The clinical lesson is simple and slightly humbling: improving heart performance is not the same as restoring cardiorenal resilience. In PSD, the kidneys are not passive observers. They are co-authors of the patient’s future heart failure story—and they may refuse to cooperate with a therapy that looks excellent on paper and slightly less excellent on perfusion pressure.


FAQ

1) What is preclinical systolic dysfunction (PSD), and why should we treat it if patients feel fine?

PSD is systolic dysfunction (reduced LVEF) without symptoms of heart failure, corresponding to ACC/AHA Stage B. It carries a meaningful risk of progression to symptomatic heart failure and adverse outcomes, so early identification and targeted prevention strategies are clinically important.

2) Why did tadalafil + BNP improve cardiac function but worsen renal function during volume expansion?

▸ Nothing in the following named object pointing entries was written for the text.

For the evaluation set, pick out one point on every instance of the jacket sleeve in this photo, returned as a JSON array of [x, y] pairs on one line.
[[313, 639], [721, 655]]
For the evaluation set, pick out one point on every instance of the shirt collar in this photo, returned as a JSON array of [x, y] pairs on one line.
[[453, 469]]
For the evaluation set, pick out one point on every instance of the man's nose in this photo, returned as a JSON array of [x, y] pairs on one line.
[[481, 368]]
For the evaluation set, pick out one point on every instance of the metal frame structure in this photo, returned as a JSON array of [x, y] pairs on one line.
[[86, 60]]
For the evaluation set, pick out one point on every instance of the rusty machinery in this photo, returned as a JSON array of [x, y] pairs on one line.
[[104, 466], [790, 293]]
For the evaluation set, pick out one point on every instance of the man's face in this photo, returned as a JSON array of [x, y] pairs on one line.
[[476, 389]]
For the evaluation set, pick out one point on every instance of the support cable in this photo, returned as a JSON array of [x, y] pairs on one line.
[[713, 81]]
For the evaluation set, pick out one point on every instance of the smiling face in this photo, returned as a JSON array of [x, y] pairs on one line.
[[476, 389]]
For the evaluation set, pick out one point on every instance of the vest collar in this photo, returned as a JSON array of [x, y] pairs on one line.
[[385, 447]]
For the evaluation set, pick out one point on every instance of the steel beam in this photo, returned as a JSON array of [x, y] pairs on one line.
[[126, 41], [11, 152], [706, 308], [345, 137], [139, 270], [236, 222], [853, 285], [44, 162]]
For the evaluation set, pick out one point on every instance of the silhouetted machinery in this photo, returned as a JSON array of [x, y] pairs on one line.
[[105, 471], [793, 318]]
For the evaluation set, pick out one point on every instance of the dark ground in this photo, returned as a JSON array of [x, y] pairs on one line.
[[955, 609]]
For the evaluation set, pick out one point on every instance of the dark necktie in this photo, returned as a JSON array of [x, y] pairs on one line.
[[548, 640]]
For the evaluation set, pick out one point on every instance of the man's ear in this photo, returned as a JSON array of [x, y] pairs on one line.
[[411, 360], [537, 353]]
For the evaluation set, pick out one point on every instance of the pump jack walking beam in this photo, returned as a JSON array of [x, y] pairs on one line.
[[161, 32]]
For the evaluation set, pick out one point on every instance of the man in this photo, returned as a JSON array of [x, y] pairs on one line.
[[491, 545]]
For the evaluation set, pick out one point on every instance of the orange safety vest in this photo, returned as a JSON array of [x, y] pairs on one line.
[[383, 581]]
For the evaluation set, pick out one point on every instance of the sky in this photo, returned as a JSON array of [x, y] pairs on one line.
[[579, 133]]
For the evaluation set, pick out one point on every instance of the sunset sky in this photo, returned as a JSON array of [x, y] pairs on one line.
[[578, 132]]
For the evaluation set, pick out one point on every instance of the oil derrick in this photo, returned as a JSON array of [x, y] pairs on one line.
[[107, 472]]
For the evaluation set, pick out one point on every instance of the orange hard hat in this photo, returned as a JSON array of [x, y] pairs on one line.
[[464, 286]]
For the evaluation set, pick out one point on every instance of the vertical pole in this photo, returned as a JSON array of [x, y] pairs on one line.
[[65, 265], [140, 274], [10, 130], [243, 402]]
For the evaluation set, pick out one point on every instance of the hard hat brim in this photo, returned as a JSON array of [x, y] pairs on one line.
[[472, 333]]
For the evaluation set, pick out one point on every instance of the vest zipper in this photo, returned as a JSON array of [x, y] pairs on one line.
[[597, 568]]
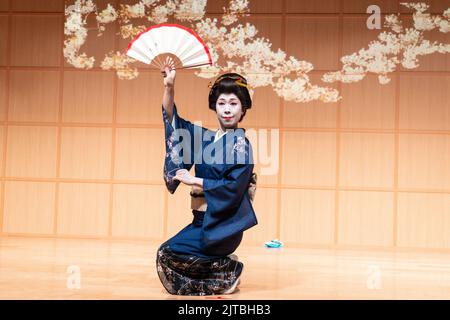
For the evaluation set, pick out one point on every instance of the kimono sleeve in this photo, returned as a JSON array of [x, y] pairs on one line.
[[179, 143]]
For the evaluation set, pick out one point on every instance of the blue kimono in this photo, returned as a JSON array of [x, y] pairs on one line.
[[226, 167]]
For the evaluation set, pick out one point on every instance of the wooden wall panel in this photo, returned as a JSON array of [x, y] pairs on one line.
[[308, 158], [179, 213], [31, 152], [424, 102], [88, 97], [258, 6], [434, 62], [191, 99], [367, 160], [360, 6], [307, 216], [423, 220], [368, 104], [36, 40], [2, 146], [4, 30], [3, 94], [356, 35], [83, 209], [138, 211], [365, 218], [265, 206], [136, 103], [95, 46], [86, 153], [325, 6], [424, 161], [139, 154], [261, 155], [305, 30], [30, 100], [35, 214], [38, 6]]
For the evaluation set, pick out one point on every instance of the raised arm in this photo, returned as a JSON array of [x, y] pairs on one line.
[[169, 74]]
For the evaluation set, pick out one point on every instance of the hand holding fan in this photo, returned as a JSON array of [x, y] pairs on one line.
[[154, 45]]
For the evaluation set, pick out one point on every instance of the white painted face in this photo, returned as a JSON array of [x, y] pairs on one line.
[[229, 110]]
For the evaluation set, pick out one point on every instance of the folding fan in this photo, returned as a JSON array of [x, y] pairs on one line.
[[179, 42]]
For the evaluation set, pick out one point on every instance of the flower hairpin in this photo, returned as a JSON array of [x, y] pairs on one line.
[[238, 81]]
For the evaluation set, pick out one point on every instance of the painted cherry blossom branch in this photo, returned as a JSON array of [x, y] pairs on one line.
[[400, 45]]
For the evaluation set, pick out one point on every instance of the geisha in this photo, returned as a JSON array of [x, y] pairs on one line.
[[198, 260]]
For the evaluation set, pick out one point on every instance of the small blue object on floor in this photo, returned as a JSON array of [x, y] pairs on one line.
[[273, 244]]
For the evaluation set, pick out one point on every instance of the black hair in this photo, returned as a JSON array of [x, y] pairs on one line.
[[230, 83]]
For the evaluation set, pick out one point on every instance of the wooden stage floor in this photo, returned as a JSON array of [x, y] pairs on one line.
[[37, 268]]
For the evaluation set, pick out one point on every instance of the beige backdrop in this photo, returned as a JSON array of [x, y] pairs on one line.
[[82, 152]]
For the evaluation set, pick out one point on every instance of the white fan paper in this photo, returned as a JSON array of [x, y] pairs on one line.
[[174, 39]]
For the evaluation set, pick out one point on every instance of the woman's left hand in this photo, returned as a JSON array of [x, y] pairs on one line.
[[184, 176]]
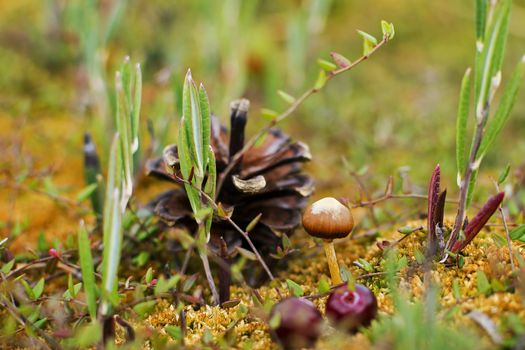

The combination increased cGMP signaling and improved echocardiographic measures, but it also produced a greater drop in blood pressure, likely reducing renal perfusion pressure. In patients with renal dysfunction, reduced perfusion can lower RPF and GFR and blunt urine/sodium excretion responses even when cGMP levels are high.

3) Does this mean we should use tadalafil plus BNP in Stage B heart failure?

Not yet. This was an acute physiologic study testing a single dosing strategy. It suggests potential cardiac benefit but raises concern for renal harm, and the authors call for additional studies—especially dose optimization and longer-term outcome evaluation—before clinical adoption.